Now, under the pandemic of Covid 19, something is also happening in our State. We are being united under the kind of leadership that is emerging in these stressful times. I can only speak for myself and the people I know but we are trusting our leaders and that trust is being rewarded. Leo Varadker, Simon Harris, Tony Holohan and the hardworking teams that support them are, by their honesty, forthrightness and leadership skills obtaining the obedience and respect of the people of Ireland in what is less a question of law and more a question of ‘heart’. We are turning to them with heartfelt need and they are responding with conscientious and compassionate leadership. I find God’s order in the way the heart has returned to the centre of things. Pope Francis spoke about this in his Ubi et Orbi blessing last week when he compared the current crisis to the storm on the sea of Galilee endured by the disciples who expressed concern that Jesus, their leader, needed to show he cared for them. To feel uncared for is deeply hurtful and damaging. To be accused of not caring, he thinks, would have shaken Jesus too.

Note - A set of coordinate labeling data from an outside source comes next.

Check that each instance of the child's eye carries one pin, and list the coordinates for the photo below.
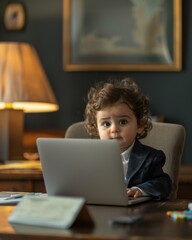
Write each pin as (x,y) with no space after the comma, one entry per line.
(123,122)
(106,124)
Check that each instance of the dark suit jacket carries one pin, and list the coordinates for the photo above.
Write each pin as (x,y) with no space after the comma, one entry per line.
(145,171)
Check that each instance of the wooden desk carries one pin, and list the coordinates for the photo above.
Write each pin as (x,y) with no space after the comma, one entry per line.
(155,225)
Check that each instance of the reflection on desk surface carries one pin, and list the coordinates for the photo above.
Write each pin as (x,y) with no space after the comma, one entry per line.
(154,224)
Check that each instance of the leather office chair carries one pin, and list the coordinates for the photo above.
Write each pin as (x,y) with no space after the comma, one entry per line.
(168,137)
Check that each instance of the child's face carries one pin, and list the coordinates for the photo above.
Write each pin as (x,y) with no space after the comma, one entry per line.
(118,122)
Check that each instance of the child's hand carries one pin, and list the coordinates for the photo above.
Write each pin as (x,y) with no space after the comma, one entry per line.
(134,192)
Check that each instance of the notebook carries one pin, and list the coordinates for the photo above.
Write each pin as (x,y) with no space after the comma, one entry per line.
(84,168)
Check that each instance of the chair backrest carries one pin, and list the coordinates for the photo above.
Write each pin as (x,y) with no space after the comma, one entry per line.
(168,137)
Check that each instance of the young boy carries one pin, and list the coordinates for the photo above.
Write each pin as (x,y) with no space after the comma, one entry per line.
(118,110)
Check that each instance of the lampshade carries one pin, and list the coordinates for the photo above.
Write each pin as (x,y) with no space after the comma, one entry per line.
(23,82)
(24,87)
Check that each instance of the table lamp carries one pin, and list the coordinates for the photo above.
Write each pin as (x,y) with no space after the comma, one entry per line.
(24,88)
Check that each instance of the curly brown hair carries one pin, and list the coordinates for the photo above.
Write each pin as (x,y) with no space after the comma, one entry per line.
(105,94)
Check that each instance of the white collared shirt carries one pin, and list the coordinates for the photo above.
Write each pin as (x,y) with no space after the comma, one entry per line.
(125,158)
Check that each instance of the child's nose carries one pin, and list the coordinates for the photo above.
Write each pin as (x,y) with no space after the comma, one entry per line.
(114,128)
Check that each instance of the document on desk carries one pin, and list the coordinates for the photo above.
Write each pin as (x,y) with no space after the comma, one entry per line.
(7,198)
(56,212)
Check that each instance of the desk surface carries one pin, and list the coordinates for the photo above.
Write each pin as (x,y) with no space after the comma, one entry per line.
(155,225)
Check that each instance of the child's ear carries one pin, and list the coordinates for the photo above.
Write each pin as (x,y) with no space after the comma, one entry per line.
(141,126)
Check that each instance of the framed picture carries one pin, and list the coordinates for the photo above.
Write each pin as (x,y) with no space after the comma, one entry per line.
(124,35)
(14,16)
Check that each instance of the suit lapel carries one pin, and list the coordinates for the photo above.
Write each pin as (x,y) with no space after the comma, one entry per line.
(136,160)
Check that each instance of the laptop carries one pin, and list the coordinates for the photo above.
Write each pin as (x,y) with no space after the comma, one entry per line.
(88,168)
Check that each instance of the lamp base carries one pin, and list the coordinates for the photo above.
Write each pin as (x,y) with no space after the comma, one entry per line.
(11,134)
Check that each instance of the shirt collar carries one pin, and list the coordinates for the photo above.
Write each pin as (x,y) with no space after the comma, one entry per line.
(126,154)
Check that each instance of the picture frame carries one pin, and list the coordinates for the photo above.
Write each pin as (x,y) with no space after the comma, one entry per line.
(14,16)
(125,35)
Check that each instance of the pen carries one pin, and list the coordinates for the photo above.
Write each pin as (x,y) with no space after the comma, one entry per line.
(19,195)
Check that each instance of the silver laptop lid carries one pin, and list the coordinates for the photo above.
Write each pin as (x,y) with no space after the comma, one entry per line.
(82,167)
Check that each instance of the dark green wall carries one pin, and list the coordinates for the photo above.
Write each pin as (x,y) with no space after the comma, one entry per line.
(170,92)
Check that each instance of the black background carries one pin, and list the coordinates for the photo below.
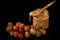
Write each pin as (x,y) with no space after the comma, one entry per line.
(15,11)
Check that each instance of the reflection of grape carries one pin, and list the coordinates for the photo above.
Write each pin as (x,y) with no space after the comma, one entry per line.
(10,24)
(8,29)
(27,34)
(43,31)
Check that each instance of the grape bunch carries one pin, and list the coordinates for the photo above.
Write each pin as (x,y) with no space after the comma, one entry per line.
(21,30)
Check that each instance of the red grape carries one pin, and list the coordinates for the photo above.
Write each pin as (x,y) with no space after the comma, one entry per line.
(27,28)
(21,30)
(15,34)
(17,24)
(20,36)
(21,25)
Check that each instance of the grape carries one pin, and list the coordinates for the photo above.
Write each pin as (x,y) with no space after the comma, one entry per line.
(15,34)
(21,25)
(38,33)
(15,28)
(27,28)
(11,33)
(21,30)
(8,29)
(20,36)
(10,24)
(18,23)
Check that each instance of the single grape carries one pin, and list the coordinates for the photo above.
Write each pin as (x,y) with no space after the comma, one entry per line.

In both Church and State I find myself in a new situation: I feel cared for and I want to be obedient, to trust in and have the relief of decisions being guided by a higher authority. Even as I write it I realise how it aligns with how I always felt about God. I just never imagined that this could line up so clearly with the world. I ask myself, if this continued, this kind of leadership in Church and State, would the world be moving closer to the Kingdom of God? There is definitely, for the first time in a long time, a vision of the Kingdom in this present situation. By the reduction in our own power we have made greater room for higher powers and the world is becoming more transparent to the voice and activity of God.
In affirmation of my feelings about leadership, I received a Whatsapp message yesterday from two friends of mine from St Patrick’s College, Maynooth, two young Coptic nuns who run entirely by themselves St George’s Coptic Orthodox Abbey in Delvin, Co Meath. At their kind invitation I visited them there in January and was amazed by the hard work they do and how they are living out their religious lives so fully and joyfully. They told me stories back then of how they were managing sheep on the Abbey land for the first time and how they were losing weight from running after the sheep daily. In messaging them back yesterday I told them I hoped they were getting plenty of exercise running after the sheep in these times of restricted activity. Their reply was moving: “Running was a lot when they were still young, to train them but now they hear our voice and follow us.”